Fourthly, women were less likely to reach the glycemic target level. Up to date, there is a lack of consistency in the findings about gender differences in glycemic control among patients with diabetes [31
]. A few studies have indicated that female patients are at greater risk of not achieving the recommended HbA1c levels [31
], while other studies found no significant gender-related differences [33
]. There may be several possible explanations for lower achievement rates of glycemic target levels in female diabetes patients, such as fewer opportunities for treatment, less aggressive treatment, sex-based physiology, in which therapeutic interventions such as diet or drug therapy may not be as effective [31
]. Gender differences in our study were detected only for glycemic control. In contrast, in a cross-sectional study of 5082 men and 4293 women in Sweden, female patients had poor control for all clinical outcomes (HbA1c, BP, and LDL-cholesterol) than corresponding male patients in the subgroup aged 60-75 [32
]. Further studies with larger data using age-group analyses are necessary for investigating gender differences in clinical outcomes management in Korea.
Finally, obese patients with diabetes were less likely to meet the target values of BP and LDL-cholesterol, although we failed to prove an association between specific obesity grades and glycemic control. In one study, Harris et al. revealed that BMI was not related to glycemic control, which is consistent with our result [35
]. One possible explanation for this is that BMI could both affect glycemic control and be influenced by the level of glycemic control. For example, a low BMI causes insulin sensitivity and therefore good glycemic control. Improved glycemic control causes weight gain, which is a finding consistent with the UKPDS, where the intensive group gained 2 to 5 kg compared with the conventional group [6
]. As weight increases, glycemic control worsens over time; thus BMI and glycemic control are coupled with bi-directional influence. Furthermore, overall obesity as determined by BMI values in our study could be less strongly associated with insulin resistance and poor glycemic control than abdominal obesity [36
]. Similar to our results, previous studies have also showed a positive association between BMI and BP or LDL-cholesterol [37
]. This provides a meaningful lesson for physicians to pay attention to BP and LDL-cholesterol levels among obese diabetes patients.
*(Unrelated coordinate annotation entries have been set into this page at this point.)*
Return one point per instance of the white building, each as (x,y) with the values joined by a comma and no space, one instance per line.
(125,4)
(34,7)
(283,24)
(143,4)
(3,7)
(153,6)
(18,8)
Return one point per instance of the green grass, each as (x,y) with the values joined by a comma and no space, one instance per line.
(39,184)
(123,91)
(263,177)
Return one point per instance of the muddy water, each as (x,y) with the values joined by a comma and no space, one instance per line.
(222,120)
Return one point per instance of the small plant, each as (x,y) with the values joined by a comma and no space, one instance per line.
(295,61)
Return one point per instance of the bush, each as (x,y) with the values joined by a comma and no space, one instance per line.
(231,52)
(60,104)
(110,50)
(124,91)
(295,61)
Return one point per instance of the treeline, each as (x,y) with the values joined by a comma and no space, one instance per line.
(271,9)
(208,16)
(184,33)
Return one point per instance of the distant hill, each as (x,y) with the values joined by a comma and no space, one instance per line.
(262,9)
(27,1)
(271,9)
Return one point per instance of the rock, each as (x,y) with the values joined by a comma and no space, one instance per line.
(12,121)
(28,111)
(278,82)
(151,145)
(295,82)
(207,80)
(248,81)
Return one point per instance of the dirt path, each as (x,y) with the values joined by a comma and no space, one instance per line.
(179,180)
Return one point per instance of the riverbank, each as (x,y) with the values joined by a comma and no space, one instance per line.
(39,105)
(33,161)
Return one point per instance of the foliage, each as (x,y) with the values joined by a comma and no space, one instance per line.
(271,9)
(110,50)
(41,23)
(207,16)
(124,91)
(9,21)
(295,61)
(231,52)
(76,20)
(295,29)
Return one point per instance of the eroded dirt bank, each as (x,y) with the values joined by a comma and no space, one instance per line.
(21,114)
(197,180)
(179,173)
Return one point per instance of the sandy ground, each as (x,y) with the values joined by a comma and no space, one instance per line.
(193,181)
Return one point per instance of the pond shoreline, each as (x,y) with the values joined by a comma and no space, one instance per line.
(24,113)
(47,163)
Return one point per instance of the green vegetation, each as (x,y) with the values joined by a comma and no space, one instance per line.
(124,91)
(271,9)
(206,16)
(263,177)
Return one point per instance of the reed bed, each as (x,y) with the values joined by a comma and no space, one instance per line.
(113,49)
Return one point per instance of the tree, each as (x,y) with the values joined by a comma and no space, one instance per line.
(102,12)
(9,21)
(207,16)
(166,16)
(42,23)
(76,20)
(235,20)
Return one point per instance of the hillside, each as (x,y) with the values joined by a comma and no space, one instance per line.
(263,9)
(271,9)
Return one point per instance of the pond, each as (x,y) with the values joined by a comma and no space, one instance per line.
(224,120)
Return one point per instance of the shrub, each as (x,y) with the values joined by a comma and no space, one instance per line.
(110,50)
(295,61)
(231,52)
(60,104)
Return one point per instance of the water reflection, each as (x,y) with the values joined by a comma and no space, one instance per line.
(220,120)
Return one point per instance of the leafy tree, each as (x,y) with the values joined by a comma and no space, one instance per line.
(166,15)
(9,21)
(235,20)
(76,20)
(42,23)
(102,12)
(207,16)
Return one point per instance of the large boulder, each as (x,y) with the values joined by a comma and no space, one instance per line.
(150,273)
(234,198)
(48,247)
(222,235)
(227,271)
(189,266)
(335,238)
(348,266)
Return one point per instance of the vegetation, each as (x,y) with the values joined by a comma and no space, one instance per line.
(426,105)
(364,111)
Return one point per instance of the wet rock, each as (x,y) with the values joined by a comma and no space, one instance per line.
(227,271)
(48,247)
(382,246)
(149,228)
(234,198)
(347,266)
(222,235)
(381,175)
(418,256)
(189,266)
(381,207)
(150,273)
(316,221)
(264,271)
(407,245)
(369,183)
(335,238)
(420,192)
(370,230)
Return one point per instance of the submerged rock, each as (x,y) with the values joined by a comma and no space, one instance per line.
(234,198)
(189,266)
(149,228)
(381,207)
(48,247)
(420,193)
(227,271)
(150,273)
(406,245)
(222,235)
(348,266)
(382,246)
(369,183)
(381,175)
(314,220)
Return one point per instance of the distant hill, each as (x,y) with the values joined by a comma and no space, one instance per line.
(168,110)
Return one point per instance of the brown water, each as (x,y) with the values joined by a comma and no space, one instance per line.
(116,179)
There are some limitations in our study. Firstly, since our study was based on a cross-sectional design, there was no information on the temporal relationship and therefore, causal associations were unable to be made. Thus, prospective studies are helpful to determine the causal effect of patient factors on quality indicators. Secondly, we could not consider all possible patient factors which may include confounding factors, and account for other important outcome measures (e.g., foot examination, anti-platelet therapy, and smoking cessation etc.) due to lack of information from the KNHANES III. Thirdly, our study used self-administered questionnaires for a majority of the information, which may be subject to recall bias. For instance, patients might not know that they had been tested for microalbuminuria. There were also relatively many missing values in the HbA1c and LDL-C variables. The excluded and included patients for the analyses may have different associations between patient factors and quality indicators, which can lead to non-response bias. Lastly, since non-biometric categorical variables may have low reliability and may not capture complex characteristics of interest very well, differences that exist are masked. For example, in our study, exercise was roughly divided into two groups according to regular exercise in leisure time. Quantitative classification of exercise using metabolic equivalent of task (MET) may be a better choice to grasp the differences in detail.